Justice - Chantier naval
Le juge d’instruction a signé deux ordonnances le 4 novembre 2008. L’un prorogeant la durée de sa détention et l’autre rejetant la requête d’expertise graphologique.
Depuis l’ouverture de la procédure judiciaire le 8 mai 2008 contre Zacchaeus Mungwe Forjindam, Mme Massot épouse Njoh Moudio Rose Constante Angèle et autres pour coaction de détournement de derniers publics dans la procédure judiciaire, les avocats multiplient les moyens de défenses. Les avocats de Zacchaeus Forjindam notamment, ont relevé des irrégularités dans la procédure, ainsi que des contradictions dans les rapports du commissaire aux comptes et du cabinet d’audit commis par l’actionnaire majoritaire, la Snh. Faute de trouver une oreille attentive auprès du juge pour obtenir la nullité de la procédure judiciaire, contre les deux premiers inculpés sus-nommés, Mes Innocent Bonu et Barnabé Nekuie, conseils de l’ex Directeur général du Chantier Naval et industriel du Cameroun (Cnic) ont introduit le 2 septembre une requête «aux fins de voir ordonner une expertise graphologique sur les originaux des pièces suspectes de l’accusation».
Les avocats soutiennent dans leur requête que de nombreuses pièces contenues dans les annexes N°2et 3 du rapport, de l’expert comptable Charles Kooh II présentent les caractéristiques d’actes fabriqués. D’autant plus que ces pièces concernent le cas du fournisseur Fermac qui a servi de trame à la dénonciation du commissaires aux comptes et aux aux enquêtes diligentées par le Division provinciale de la police judicaire du Littoral (Dppjl). En revanche, les avocats affirment que Forjindam a retrouvé les copies déliasses comptables relatives aux prestations mises en index par le commissaire aux comptes et exploitées par les inspecteurs du Contrôle supérieur de l’Etat. Surtout qu’ils soutiennent que la comparaison faite entre ces pièces et celles que Kouoh II Charles «fera clairement ressortir le caractère manifestement apocryphe des documents qui émanent» de Charles Kouoh. Surtout que les avocats relèvent que lors de son audition du 3 octobre 2008, Bikoro Alo’o Antoine, Dg du Cnic a soutenu que les originaux des factures incriminées étaient détenues par le commissaire aux comptes. A son tour, Charles Kooh II, le commissaire aux comptes a affirmé qu’ils ne tenaient pas ces originaux, mais qu’ils avaient obtenu les photocopies sur la base des originaux qui lui ont été présentés par le Directeur financier Antoine Njiande.

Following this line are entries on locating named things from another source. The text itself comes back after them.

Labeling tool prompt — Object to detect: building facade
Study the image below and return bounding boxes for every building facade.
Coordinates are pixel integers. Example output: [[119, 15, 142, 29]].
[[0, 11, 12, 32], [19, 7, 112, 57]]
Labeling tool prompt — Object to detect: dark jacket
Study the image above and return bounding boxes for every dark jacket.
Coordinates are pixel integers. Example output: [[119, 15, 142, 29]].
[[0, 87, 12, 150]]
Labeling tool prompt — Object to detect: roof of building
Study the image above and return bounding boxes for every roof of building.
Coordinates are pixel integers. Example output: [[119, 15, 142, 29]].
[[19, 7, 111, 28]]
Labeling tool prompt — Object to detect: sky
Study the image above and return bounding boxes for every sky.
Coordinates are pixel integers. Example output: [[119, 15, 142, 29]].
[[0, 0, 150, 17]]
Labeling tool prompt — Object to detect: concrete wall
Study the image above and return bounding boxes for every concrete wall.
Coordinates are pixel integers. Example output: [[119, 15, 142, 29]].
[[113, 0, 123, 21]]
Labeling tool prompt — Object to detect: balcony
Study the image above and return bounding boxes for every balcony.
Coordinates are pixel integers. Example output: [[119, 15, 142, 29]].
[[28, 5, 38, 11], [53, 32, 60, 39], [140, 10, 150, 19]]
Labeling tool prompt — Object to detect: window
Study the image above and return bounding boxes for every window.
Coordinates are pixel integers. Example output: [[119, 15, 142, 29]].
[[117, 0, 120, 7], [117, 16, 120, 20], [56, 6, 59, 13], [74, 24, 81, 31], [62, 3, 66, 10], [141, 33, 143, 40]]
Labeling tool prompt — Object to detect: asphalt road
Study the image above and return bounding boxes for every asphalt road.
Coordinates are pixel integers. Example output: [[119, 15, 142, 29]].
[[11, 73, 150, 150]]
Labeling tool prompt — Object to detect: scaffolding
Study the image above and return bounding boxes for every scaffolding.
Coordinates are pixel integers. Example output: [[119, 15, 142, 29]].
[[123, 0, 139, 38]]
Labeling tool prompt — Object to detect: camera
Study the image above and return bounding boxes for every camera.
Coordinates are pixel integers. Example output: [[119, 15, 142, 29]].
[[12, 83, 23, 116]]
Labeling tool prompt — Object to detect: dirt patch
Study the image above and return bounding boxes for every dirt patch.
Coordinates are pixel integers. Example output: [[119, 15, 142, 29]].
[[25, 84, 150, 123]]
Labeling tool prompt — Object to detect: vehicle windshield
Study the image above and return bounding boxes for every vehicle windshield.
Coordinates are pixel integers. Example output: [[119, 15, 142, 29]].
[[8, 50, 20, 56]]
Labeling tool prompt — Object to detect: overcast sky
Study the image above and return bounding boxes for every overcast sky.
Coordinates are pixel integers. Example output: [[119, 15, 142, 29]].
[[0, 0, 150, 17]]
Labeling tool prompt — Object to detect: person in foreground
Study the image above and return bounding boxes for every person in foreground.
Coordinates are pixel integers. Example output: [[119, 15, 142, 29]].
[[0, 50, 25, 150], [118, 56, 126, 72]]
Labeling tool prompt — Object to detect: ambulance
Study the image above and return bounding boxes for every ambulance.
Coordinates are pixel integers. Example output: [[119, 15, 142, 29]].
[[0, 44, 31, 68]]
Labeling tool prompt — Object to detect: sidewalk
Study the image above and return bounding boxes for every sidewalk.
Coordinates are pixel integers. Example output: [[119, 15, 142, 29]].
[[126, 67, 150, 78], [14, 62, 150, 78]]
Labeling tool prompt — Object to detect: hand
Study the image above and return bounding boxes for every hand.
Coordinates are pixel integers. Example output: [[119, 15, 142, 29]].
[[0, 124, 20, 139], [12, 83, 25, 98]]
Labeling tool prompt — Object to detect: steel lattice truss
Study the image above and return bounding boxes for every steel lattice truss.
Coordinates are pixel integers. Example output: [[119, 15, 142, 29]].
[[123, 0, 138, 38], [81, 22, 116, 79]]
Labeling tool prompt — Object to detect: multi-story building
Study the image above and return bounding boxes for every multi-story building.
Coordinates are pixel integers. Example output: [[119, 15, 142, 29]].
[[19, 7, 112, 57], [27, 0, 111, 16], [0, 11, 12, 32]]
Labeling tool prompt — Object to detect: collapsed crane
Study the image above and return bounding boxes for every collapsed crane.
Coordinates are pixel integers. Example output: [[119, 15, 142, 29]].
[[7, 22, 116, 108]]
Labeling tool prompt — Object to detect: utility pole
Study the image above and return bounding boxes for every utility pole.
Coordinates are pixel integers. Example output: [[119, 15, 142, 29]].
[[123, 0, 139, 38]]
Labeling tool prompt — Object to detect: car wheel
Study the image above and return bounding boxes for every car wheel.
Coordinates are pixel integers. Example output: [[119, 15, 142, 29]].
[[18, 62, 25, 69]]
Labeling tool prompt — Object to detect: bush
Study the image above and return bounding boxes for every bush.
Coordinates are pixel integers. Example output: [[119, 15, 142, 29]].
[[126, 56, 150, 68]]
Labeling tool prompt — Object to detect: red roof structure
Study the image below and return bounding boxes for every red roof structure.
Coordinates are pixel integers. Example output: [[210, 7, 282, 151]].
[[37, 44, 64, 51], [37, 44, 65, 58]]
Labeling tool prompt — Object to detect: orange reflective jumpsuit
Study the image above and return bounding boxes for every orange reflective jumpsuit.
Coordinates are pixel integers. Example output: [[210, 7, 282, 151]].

Cette autre requête n’a une fois de plus pas trouvé l’assentiment du juge d’instruction Eyiké Vieux qui l’a rejetée dans l’une de ses ordonnances du 4 novembre 2008. Il a soutenu cela par le fait que les originaux des factures de Fermac étant introuvables, il est matériellement impossible de procéder à une expertise graphologique. Mais le magistrat dit pouvoir s’appuyer sur les originaux des chèques litigieux qui sont détenus par les banques et qu’il est impossibles pour elles de s’en dessaisir pour la manifestation de la vérité. On se souvient que le mardi 23 septembre 2008, la Cour d’appel confirmait le rejet de la demande de mise en liberté provisoire de Forjindam déjà décidé par le juge d’instruction en grande instance. Et le même 4 novembre 2008, Eyike Vieux signait une ordonnance de prorogation de la durée de la détention provisoire de Forjindam et Mme Njoh Moudio qui est arrivée a expiration le 8 novembre. Ceci pour une durée de six mois chacun. Soit allant du 9 novembre 2008 au 9 mai 2009. Le juge se donne le temps d’obtenir des éléments matériels qui pourraient conforter le chef d’accusation de détournement de deniers publics qui est porté contre eux.